ANALISD.com, Kepri - “Di pusara para angkara, bertandan negeri menjadi peranan, pulau yang bagai manik permata, tenggelam karena pasirnya menjadi dollar Singapura,”

Begitu penggalan puisi yang disampaikan Rektor Universitas Maritim Raja Ali Haji (UMRAH) Provinsi Kepulauan Riau, Agung Dhamar Syakti saat memberikan sambutan dalam membuka acara diskusi publik bertajuk “Dampak Perubahan Iklim terhadap Pulau-pulau Kecil di Kepri”, di Kampus Umrah, Dompak, Tanjungpinang, Rabu, 16 Juni 2023.

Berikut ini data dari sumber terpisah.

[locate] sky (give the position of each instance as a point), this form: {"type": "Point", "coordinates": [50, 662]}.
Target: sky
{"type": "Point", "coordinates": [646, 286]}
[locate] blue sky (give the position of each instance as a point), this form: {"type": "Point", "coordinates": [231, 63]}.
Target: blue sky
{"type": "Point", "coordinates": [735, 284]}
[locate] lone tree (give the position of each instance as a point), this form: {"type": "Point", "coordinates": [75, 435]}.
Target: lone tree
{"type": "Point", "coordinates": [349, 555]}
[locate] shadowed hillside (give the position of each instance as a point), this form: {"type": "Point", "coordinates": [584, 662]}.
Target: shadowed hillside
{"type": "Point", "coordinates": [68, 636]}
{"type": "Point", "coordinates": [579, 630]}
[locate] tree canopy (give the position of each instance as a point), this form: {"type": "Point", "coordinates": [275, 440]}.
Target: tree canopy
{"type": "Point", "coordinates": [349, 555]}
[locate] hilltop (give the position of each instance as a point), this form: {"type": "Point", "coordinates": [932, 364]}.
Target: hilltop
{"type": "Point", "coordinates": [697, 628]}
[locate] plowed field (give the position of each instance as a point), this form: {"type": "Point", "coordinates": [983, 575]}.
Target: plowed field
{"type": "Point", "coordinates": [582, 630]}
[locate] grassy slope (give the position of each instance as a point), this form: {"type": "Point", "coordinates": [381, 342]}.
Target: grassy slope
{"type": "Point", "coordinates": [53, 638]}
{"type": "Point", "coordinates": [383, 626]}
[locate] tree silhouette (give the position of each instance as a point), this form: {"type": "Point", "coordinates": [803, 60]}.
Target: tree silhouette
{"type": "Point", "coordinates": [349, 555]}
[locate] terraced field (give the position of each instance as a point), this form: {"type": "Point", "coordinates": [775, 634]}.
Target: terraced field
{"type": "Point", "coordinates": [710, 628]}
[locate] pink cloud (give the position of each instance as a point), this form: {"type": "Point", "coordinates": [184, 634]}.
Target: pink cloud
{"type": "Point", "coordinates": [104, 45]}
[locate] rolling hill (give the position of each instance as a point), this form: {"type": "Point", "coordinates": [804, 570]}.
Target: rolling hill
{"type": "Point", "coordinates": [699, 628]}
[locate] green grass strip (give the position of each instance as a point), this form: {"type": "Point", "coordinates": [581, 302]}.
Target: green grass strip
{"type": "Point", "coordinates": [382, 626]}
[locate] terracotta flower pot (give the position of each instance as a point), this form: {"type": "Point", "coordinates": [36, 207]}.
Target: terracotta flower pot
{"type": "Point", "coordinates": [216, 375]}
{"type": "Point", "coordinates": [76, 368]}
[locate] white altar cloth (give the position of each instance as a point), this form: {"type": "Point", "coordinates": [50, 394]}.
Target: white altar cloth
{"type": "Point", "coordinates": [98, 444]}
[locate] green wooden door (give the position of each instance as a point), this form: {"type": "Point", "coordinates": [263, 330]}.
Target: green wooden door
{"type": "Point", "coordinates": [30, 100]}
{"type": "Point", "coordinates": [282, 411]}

Diskusi ini dilaksanakan atas kerjasama Kampus Umrah, Mongabay Indonesia dan Aliansi Jurnalis Independen (AJI) Tanjungpinang. Sekitar 50 orang hadir dari kalangan aktivis lingkungan, LSM lingkungan, pemerhati lingkungan hingga organisasi kemahasiswa yang antusias mengikuti diskusi ini.

Agung mengatakan, seluruh pulau-pulau kecil di Kepri rentan terdampak perubahan iklim akibat pemanasan global saat ini. “Melalui diskusi ini bersama-sama kita mengatasi dampak kerentanan pulau-pulau kecil terhadap perubahan iklim,” katanya.

Apalagi lanjutannya, perubahan iklim semakin diperparah akibat antropogenik (tindakan dan kelalaian manusia). “Termasuk penambangan pasir, atau dalam bahasa (pemerintah) pengelolaan hasil sedimentasi laut, padahal sama dengan pasir laut,” lanjutnya.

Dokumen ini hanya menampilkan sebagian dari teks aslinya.